Language | c# |
---|---|
where | self written testing multithreaded program ran on AMD Ryzen 5 4500U |
number of samples per test | at least 40 games played per parameter value (not including tests ran while developing) |
Number of simulations from initial state 22272 / 1s. I expected to get at least twice as much. I believe this low number of simulations is caused by both implementation (perhaps some silly mistakes) and language used.
number of simulations from initial state 323001 / 1s. Surprisingly even thou Flat MC didn't get much more simulations it drastically out performed my MCTS. I think flat MC is less dependent on number of simulations thanks to higher exploration
================
TESTS MCTS vs FLAT
MCTS c=1
first won: 67
second won: 133
MCTS c=1.25
first won: 67
second won: 133
MCTS c=1.5
first won: 76
second won: 124
MCTS c=1.75
first won: 77
second won: 123
================
TESTS MCTS vs FLAT
MCTS c=1.9
first won: 76
second won: 124
MCTS c=2.05
first won: 84
second won: 116
MCTS c=2.2
first won: 76
second won: 124
MCTS c=2.35
first won: 87
second won: 113
Both agents won with random player 200 - 0 which proves that both implementations are kind of working... [for some reason at this point I realized how badly I backpropagate)
I somehow missed that MCTS selection phase should always choose best move from perspective of current players turn. Making this improvement improved win rate by a lot. (previously I'd choose best move from perspective of MCTS player)
================
TESTS MCTS vs FLAT
MCTS c=1.9
first won: 28
second won: 12
MCTS c=2.05
first won: 31
second won: 8
MCTS c=2.2
first won: 29
second won: 11
MCTS c=2.35
first won: 26
second won: 14
Smaller batch of tests due to lack of time and obvious change of results.
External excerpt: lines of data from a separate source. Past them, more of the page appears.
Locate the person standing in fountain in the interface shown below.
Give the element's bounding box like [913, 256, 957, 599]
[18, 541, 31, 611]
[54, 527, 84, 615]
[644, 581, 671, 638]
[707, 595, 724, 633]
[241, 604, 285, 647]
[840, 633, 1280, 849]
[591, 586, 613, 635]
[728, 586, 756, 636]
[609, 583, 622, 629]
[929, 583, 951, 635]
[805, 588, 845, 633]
Changes in backpropagation had no impact on number of simulations in initial state, but increased average effective number of simulations by better predicting opponent's moves. (which allowed using previous branches of tree to be used in next turn)
29484
43859
35734
46910
13637
63519
19783
30788
46793
64679
22266
3014
2000
2503
In first moves we can see that MCTS foreseen opponent's choices which led to higher effective number of simulations in second turn than in first. It should be mentioned that in second turn our agent had only 100ms for making his move which is 10 times less than from initial state. Some peaks are even suspicious. (this is not average case so unexpected peaks can happen)
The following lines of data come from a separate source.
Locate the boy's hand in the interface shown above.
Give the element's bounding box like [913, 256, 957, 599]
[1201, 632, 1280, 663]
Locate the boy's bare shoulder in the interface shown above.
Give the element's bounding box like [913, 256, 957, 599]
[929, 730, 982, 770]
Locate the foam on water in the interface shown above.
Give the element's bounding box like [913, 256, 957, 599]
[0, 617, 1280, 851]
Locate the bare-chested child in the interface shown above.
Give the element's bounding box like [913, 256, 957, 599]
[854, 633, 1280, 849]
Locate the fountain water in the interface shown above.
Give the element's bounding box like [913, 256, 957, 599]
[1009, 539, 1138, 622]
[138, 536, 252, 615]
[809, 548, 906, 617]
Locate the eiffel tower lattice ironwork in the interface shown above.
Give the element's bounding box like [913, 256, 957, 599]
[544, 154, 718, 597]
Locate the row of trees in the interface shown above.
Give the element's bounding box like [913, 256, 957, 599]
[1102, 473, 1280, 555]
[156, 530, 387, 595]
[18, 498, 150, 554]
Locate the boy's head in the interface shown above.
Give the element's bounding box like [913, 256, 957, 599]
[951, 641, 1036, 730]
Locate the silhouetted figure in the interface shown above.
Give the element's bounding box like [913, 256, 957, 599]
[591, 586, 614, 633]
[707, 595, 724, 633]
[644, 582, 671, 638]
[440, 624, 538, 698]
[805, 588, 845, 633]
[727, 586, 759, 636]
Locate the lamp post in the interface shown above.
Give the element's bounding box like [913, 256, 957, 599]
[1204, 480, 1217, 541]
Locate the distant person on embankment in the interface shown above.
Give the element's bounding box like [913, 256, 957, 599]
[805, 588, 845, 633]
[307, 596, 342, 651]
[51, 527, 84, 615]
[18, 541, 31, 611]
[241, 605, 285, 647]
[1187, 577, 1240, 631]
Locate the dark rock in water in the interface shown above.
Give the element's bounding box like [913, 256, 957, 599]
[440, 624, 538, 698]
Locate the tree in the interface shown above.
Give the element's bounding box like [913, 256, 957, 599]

MAST improvement for sure improves MCTS. My results in games vs MC flat:
================
TESTS MCTS(MAST) vs FLAT
MCTS c=2.05, e=0.4
first won: 67
second won: 13
MCTS c=2.05, e=0.3
first won: 65
second won: 15
MCTS c=2.05, e=0.2
first won: 73
second won: 7
MCTS c=2.05, e=0.1
first won: 62
second won: 18
MAST is perfectly applicable to UTTT as in this game there are some universal favorable positions just like in TTT. (like corners and middles (I think))
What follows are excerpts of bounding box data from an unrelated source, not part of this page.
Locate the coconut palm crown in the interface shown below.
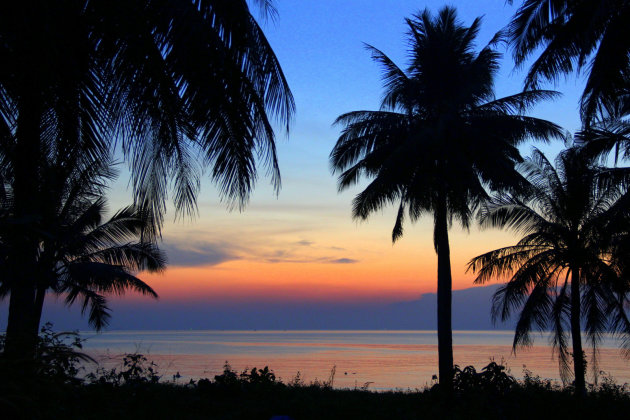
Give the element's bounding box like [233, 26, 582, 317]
[469, 148, 630, 393]
[508, 0, 630, 122]
[0, 155, 166, 334]
[330, 7, 561, 388]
Overwhelmingly high number of simulations that are all treated equally makes MAST almost ignore precious knowledge gained in second half of the game, which makes this version perform worse than MASTless MCTS.
================
TESTS MCTS(MAST) vs FLAT
MCTS c=2.05, e=0.4
first won: 58
second won: 22
MCTS c=2.05, e=0.3
first won: 58
second won: 22
MCTS c=2.05, e=0.2
first won: 57
second won: 23
MCTS c=2.05, e=0.1
first won: 44
second won: 35
Thanks to decay MAST should be able to change it's mind on some of the moves depending on game state. I'm using simple Decay each records weight is decreased 100 times every turn. 100 is totally magic number and should be deducted with trial and error just as with other parameters.
================
TESTS MCTS(MAST) vs FLAT
MCTS c=2.05, e=0.4
first won: 70
second won: 10
MCTS c=2.05, e=0.3
first won: 56
second won: 24
MCTS c=2.05, e=0.2
first won: 69
second won: 11
MCTS c=2.05, e=0.1
first won: 67
second won: 13
Even without fine parameter tuning decay allows MAST to properly use knowledge gained throughout the game.